You can see the total average score in the purple column.
But you can also see that according to "How_good_actually?" (n.b. see edit note about this column at the bottom of this post) we have a problem... John should have been the best project, but because he was given the red grader he has dropped out of the top two, because the red grader is very harsh. Also, Chris has managed to get into the top two for a prize despite being an average student because he got the green grader, the kindest. What's more, Joe should have been in with a shout for the other top-two position, but the red grader also knocked him down.
You can see from the next table, that the red grader has been consistently mean across the board and the green grader has been overly generous. The blue and orange graders were about right, giving roughly as many marks as they should have done.
So, my question is, how can we apply some sort of normalisation to each assessors average scores, so that according to the overall population/assessors their average scores are adjusted up/down according to how generous/harsh they have been?
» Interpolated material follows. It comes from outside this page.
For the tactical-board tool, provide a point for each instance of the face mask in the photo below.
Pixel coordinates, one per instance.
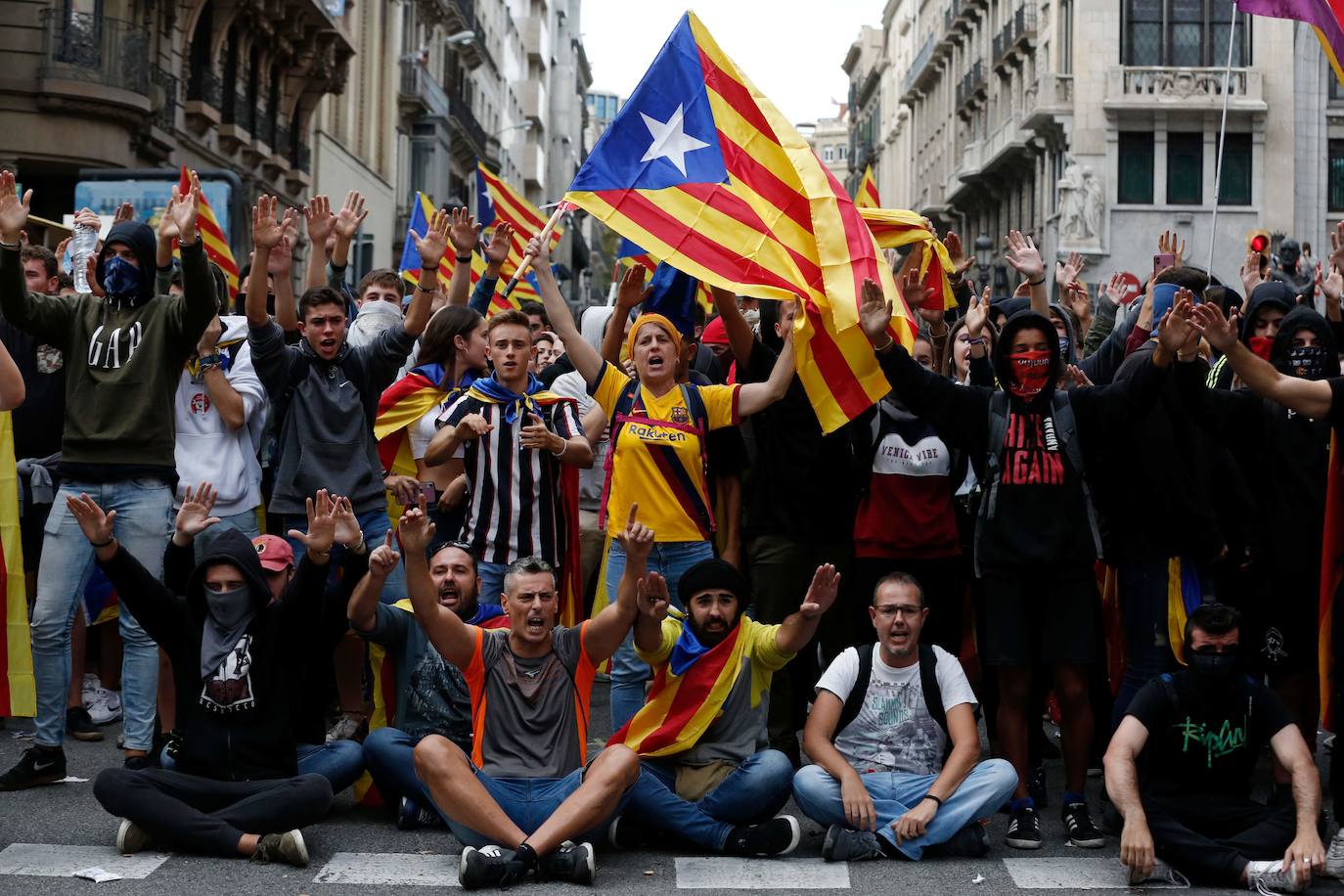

The data for the main table is here:
ID Student_name How_good_actually? Average_score_total Assessor_1_average Assessor_1_criteria_1 Assessor_1_criteria_2 Assessor_1_criteria_3 Assessor_2_average Assessor_2_criteria_1 Assessor_2_criteria_2 Assessor_2_criteria_3
2 Jane 4 4.33 5 5 5 5 3.67 4 3 4
5 Chris 3 3.83 4 4 5 3 3.67 4 3 4
1 John 5 3.67 4 4 3 5 3.33 4 3 3
3 Joe 4 3.67 4.67 5 4 5 2.67 3 2 3
4 Sarah 3 2.83 3.33 4 3 3 2.33 2 2 3
7 Ray 3 2.83 4 4 4 4 3 3 2 4
6 Mary 3 2.83 2.67 2 3 3 1.67 2 1 2
8 Sandra 2 2.33 2.33 2 3 2 2.33 2 2 3
9 Paul 2 2.33 3 3 3 3 1.67 1 2 2
10 Rebecca 1 1.17 1.33 1 2 1 1 1 1 1
Finally, sorry if I've tagged this wrong but I've tried to pick some relevant tags for the question as best I can. Not being a mathematician makes this hard as I have no idea what the best answer will be. I thought that perhaps z-scores would be appropriate but couldn't find the tag.
EDIT NOTE:
Regarding the comment from @Paul -- I have added the "How good actually" column only to illustrate that the red was harsh and the green overly good. But there would of course not be such a "how good actually"; so perhaps it was unhelpful to add this column. Nevertheless, it remains the case that green used more marks overall than the average assessors and red used less overall. So my question is really to learn how to normalise these two assessors to fit the pack better. If that makes sense?